Nggak terasa, sudah memasuki hari keempat perjalanan kami. Setelah hari yang tenang di Singapura, perkenalan pertama dengan Ho Chi Minh City dan kena tipu supir taksi di hari ketiga, hari keempat kami awali dengan bangun pagi lalu… pesan room service untuk breakfast. Pemalas benar ya hahaha. Padahal kalau mau jalan dikit, di sekitar Bay Hotel banyak tempat makan asik. Oya, Bay Hotel ini dekat banget dengan Japan area, jadi buat para pecinta oji-san nggak bakal bosan menginap di Bay Hotel.
Agak siang, kami kembali bertemu Martha di Jalan Pasteur. Berasa di Bandung yak, ada Jalan Pasteur gitu.
Table of Contents
ToggleWisata kuliner dimulai
Kami bertemu di warung Pho Hoa yang beralamat di Jalan Pasteur 260C. Lagi-lagi kami naik Grab dan mungkin karena Jalan Pasteur sudah sangat terkenal, nggak ada masalah untuk menemukan warung pho yang sudah terkenal ini.
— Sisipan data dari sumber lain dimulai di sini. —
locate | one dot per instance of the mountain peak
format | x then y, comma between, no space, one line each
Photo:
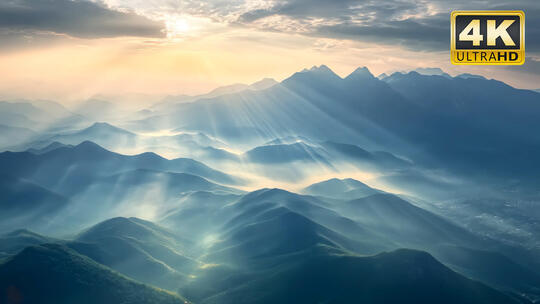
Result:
361,72
315,73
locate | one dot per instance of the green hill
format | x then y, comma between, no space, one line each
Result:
55,274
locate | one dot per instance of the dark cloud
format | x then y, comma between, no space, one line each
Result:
406,22
75,18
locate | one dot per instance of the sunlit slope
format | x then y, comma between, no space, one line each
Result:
138,249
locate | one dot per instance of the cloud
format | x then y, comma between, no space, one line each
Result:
418,25
81,19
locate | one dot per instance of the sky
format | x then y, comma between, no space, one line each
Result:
70,51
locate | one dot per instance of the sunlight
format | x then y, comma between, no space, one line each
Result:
177,27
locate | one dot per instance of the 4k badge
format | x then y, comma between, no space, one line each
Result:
487,37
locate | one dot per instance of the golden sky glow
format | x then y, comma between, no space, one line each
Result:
198,53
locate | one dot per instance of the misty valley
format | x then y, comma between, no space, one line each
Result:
415,187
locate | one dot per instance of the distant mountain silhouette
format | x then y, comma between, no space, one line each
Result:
284,153
27,205
87,161
419,117
341,188
13,242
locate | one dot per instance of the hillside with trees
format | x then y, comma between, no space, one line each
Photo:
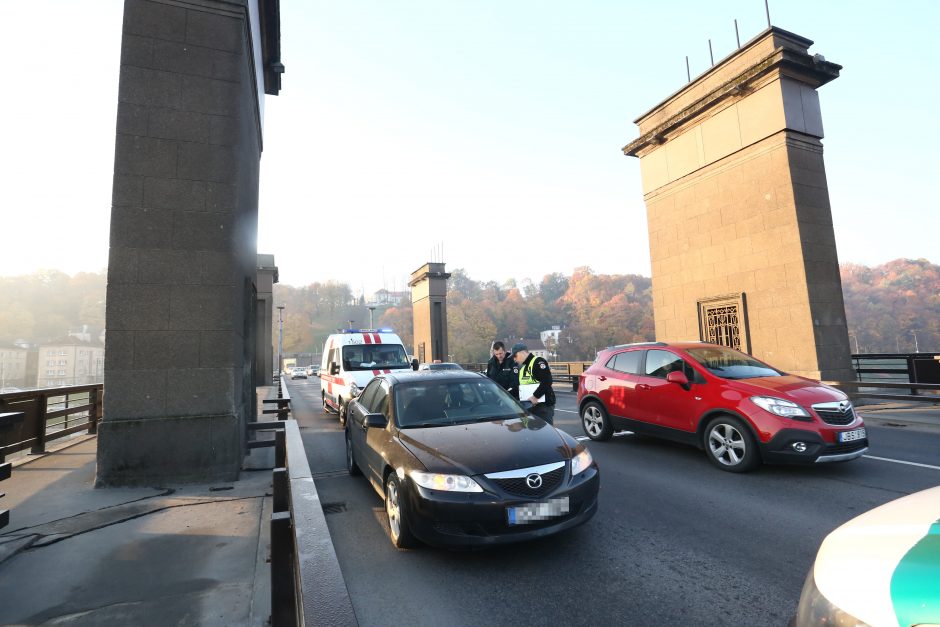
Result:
886,306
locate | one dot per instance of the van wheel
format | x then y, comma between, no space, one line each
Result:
730,445
596,422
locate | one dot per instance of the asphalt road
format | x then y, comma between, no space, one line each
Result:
675,540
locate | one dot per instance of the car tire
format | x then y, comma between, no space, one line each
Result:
351,466
596,422
730,445
398,531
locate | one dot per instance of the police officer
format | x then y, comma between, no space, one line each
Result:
500,369
534,370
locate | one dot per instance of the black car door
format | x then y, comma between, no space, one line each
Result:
377,440
355,413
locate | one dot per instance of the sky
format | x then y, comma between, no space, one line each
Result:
488,129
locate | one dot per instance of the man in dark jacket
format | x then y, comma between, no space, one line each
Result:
534,371
500,368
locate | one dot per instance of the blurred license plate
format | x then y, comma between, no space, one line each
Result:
535,512
851,436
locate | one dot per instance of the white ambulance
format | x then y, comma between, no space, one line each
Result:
352,358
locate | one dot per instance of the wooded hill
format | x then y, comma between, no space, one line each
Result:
885,306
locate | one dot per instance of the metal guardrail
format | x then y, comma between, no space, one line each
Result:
4,513
307,585
31,418
862,389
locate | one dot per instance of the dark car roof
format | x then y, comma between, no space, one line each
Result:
431,375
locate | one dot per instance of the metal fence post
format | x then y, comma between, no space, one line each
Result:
283,595
40,445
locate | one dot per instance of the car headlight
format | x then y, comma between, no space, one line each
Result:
581,462
780,407
445,483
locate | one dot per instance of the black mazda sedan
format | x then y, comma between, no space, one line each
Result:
460,463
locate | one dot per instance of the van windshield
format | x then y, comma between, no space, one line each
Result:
374,356
728,363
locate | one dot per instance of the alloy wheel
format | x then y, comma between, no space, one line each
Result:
593,421
727,445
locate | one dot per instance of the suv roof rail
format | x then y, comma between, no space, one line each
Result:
637,344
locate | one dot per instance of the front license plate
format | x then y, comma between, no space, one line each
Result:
851,436
535,512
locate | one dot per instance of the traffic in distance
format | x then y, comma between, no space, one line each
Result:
458,461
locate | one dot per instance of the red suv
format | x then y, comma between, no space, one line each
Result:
738,409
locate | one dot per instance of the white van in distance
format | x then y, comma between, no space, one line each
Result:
351,359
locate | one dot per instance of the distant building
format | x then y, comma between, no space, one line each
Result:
385,297
552,333
536,346
86,333
13,359
69,361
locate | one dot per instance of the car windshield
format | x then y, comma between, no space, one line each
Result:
374,356
439,403
728,363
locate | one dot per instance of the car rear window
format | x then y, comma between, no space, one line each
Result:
627,361
728,363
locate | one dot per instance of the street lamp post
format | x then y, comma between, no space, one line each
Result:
855,337
280,339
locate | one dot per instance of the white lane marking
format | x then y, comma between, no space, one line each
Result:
582,438
901,461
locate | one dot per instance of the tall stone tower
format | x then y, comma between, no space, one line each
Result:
183,260
429,301
741,238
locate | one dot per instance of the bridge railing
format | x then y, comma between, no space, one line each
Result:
884,390
32,418
307,585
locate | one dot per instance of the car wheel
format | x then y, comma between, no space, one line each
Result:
398,529
596,422
730,445
351,464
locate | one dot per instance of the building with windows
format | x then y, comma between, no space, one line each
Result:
13,360
69,361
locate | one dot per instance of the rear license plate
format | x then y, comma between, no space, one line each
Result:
851,436
535,512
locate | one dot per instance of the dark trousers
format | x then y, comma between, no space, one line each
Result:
545,412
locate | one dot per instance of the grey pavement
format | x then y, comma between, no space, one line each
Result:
675,541
183,555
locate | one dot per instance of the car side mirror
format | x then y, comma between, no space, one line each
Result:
375,421
678,378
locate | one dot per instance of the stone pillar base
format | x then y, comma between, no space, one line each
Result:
163,451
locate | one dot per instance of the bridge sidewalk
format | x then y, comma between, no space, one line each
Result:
192,555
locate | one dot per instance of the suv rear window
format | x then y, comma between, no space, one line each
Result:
627,361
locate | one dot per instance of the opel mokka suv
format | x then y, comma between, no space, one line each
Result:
739,410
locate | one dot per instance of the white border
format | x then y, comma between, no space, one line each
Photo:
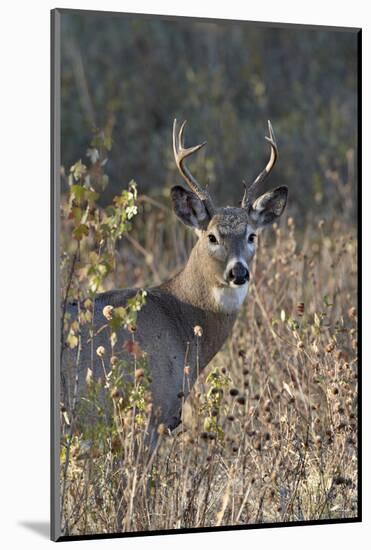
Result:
25,263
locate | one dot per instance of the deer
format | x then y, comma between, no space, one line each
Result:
207,293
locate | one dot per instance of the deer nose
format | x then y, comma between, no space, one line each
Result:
239,274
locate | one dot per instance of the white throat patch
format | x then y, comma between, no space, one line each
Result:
230,299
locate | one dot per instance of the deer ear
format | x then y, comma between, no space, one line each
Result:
189,208
269,207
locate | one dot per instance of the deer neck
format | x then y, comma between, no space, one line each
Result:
198,302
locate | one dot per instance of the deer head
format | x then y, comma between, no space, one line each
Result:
226,236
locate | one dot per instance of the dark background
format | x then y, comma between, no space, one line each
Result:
131,76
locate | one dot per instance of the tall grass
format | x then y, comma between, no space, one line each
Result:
269,432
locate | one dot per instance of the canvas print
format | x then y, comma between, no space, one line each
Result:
205,195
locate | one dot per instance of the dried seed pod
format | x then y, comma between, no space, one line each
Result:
108,312
100,351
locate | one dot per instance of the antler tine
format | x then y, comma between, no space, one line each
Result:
249,193
180,154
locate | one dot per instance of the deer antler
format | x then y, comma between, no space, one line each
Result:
249,193
180,154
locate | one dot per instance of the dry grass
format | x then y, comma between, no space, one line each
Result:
273,436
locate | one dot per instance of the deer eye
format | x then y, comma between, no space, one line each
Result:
251,238
212,239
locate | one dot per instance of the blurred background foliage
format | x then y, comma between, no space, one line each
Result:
130,76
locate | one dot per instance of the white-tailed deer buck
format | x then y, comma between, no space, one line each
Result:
208,292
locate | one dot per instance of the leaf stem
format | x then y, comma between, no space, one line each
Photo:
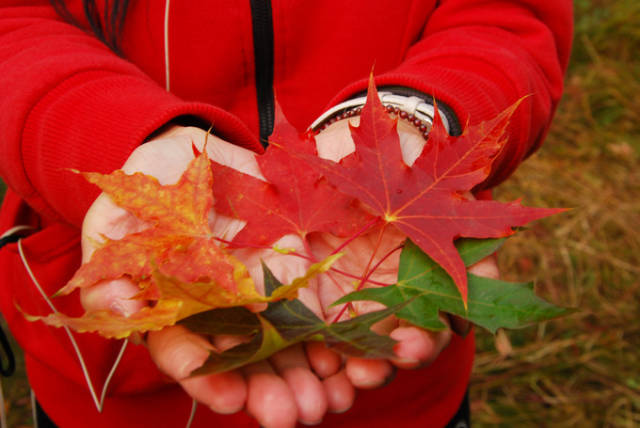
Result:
359,233
367,272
Warung cukup gede ini, atau bisa dibilang resto sederhana, selalu dipadati pengunjung terutama pas jam makan siang. Pho memang cocok dimakan untuk sarapan, makan siang atau makan malam, pendek kata: pas untuk dimakan kapan saja.
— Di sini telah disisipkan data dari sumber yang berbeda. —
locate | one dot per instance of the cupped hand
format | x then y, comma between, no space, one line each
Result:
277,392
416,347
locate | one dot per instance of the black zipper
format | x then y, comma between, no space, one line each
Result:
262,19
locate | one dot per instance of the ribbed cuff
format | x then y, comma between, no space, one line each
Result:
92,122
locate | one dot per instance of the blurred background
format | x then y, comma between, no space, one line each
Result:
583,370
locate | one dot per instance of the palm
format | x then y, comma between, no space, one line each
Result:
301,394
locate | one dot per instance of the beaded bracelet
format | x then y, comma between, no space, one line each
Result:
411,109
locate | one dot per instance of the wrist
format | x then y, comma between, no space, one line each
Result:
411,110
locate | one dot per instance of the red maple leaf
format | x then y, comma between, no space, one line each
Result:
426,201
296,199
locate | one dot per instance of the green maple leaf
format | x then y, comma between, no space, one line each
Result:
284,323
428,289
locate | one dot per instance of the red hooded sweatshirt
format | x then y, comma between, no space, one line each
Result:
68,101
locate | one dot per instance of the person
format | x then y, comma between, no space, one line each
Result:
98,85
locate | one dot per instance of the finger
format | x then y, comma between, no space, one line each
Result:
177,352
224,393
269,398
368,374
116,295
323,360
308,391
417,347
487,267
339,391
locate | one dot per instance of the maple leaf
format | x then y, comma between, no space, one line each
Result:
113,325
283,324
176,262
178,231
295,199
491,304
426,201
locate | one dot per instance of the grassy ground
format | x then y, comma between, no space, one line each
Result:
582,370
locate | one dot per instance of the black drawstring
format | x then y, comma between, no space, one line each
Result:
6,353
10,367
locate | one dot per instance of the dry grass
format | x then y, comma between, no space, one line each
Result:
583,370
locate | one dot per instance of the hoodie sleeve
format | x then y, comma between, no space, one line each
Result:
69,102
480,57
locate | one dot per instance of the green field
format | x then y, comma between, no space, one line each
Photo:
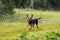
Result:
15,27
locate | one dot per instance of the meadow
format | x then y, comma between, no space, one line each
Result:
14,27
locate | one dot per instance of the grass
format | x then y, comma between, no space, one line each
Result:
13,26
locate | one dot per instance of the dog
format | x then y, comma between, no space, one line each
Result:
31,21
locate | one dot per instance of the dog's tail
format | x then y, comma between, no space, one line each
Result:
39,18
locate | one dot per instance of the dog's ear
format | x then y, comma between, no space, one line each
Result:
27,15
32,15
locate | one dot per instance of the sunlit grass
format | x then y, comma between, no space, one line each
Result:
12,26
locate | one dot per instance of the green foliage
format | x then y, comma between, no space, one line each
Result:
53,36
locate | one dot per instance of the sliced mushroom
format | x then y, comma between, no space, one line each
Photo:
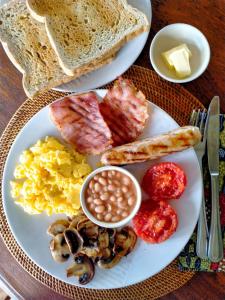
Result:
92,252
74,240
57,227
112,234
59,248
109,262
88,229
83,268
103,239
77,219
125,241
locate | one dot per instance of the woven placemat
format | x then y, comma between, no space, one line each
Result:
178,103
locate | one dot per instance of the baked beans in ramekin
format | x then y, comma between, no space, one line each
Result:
110,196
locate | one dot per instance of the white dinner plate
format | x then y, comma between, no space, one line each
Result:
147,259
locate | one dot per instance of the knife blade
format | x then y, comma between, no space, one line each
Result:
215,249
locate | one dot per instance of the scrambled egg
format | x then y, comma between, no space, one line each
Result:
49,178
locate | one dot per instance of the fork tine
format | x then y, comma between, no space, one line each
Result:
198,118
193,118
202,122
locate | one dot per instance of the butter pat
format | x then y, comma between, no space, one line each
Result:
178,59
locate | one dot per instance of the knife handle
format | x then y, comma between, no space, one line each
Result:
215,250
202,231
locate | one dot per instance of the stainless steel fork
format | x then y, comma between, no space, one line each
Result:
198,119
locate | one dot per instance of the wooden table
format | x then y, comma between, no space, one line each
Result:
209,17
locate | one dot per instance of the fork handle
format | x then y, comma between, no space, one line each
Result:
202,231
215,251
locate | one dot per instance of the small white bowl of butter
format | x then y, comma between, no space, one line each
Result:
179,53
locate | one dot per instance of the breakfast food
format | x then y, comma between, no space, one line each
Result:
178,59
27,45
91,127
89,244
81,31
110,196
153,148
164,181
125,110
49,178
155,222
81,124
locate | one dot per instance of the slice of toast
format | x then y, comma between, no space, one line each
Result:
26,43
81,31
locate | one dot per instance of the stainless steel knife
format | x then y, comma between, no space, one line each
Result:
215,247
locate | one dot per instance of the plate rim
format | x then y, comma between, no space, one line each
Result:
8,219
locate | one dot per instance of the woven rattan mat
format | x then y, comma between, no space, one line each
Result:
178,103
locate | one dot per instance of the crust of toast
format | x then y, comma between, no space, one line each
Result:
66,52
44,67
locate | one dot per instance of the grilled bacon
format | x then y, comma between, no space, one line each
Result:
125,110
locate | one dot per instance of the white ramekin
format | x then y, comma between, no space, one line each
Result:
173,35
108,224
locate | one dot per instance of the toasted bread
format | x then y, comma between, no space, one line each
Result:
82,31
26,43
154,147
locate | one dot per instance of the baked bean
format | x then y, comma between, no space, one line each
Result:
110,174
125,214
118,193
104,196
99,209
118,175
105,188
89,199
92,207
115,218
97,187
126,180
108,217
131,201
122,204
99,217
124,189
104,174
120,199
98,202
116,182
110,196
111,188
91,184
109,207
119,211
102,181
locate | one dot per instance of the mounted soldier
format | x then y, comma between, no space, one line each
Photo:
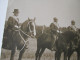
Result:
54,28
73,27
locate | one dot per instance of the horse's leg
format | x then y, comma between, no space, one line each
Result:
37,53
13,52
69,54
21,54
41,52
58,55
78,55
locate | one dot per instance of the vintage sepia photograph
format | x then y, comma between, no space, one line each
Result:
41,30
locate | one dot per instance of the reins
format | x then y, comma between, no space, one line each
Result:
25,41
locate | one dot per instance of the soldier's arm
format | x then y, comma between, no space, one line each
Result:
10,21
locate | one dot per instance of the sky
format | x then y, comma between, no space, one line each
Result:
46,10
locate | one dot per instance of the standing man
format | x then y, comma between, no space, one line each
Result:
13,21
73,27
54,28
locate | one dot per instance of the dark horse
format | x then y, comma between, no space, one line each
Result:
75,46
62,44
19,38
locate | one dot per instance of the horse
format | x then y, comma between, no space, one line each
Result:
62,43
75,46
19,40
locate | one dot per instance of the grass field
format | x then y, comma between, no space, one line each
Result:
30,53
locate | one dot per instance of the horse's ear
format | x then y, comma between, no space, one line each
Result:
28,18
34,18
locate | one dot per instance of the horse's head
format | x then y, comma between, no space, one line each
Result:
31,27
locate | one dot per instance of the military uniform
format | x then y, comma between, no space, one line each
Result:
13,23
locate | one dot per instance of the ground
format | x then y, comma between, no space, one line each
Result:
30,53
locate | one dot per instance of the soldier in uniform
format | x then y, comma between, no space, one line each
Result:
54,28
13,24
72,27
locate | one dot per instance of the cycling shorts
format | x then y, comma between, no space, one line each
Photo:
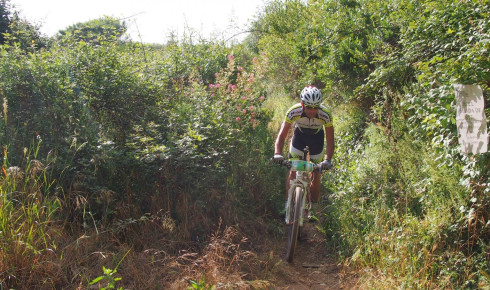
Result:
316,143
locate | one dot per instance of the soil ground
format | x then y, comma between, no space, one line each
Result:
314,267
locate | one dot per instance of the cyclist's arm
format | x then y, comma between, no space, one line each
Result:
330,142
281,137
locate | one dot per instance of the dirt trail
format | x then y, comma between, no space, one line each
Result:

Ini bagian dalam warungnya.
Meski para pelayannya nyaris nggak bisa berbahasa Inggris, nggak usah bingung. Pakai aja bahasa Tarzan sambil tunjuk-tunjuk menu yang ingin dipesan. Menunya tertempel di dinding, lengkap dengan harganya. Hampir semua pho memakai daging sapi atau ayam, namun ada beberapa yang memakai daging babi. Dan kita bisa memilih porsi normal size atau big size.
Jangan kaget kalau di meja ada seonggok sayur dan sepiring penuh taoge. Orang Vietnam sama kayak orang Sunda, pemakan segala. Kata temen saya yang asli Vietnam, ibaratnya dikasih daun pintu pun bakal mereka makan.
Saya pesan seporsi pho dengan kikil, Martha pesan pho dengan daging sapi, dan kekasih saya pesan pho komplit. Sebagai pelengkap, kami juga pesan cakwe dan lumpia goreng. Ketika datang, seperti biasa porsinya generous banget, dijamin bikin kenyang deh!
Selepas dari Pho Hoa, saya berdua dengan kekasih melanjutkan perjalanan menuju Ben Thanh Market. Pasar tradisional ini terkenal banget buat turis. Segala macam ada, jadi gampang kalau mau cari oleh-oleh.
Ben Thanh Market, Beringharjo-nya Ho Chi Minh
Penampakan pasar bagian dalamnya seperti ini.
Ada food court juga di sini, jadi praktis kalau mau makan lalu langsung belanja. Kami berkeliling tanpa bosan, mencari oleh-oleh buat teman-teman. Ada yang nitip kacang pistachio. Dan wajib juga beli kopi Vietnam, banyak banget pilihan merek dan jenisnya. Kalau mau cari kaos atau baju macam daster dan kain-kain khas Vietnam, juga ada.
Kalau belanja di Ben Thanh Market, jangan lupa untuk menawar ya. Kata teman, tawar sampai 70%. Pakai jurus kalkulator aja buat tawar menawarnya. Sudah banyak juga yang memasang tanda “Fixed Price” alias gak bisa ditawar.
Sepertinya cukup banyak orang Indonesia yang berkunjung ke Ben Thanh Market, beberapa kali saya dipanggil “sayang” oleh ibu-ibu penjaga kios setelah mereka tahu saya orang Indonesia. Mungkin saya harus mengajarkan mereka untuk memakai panggilan “bunda” ya.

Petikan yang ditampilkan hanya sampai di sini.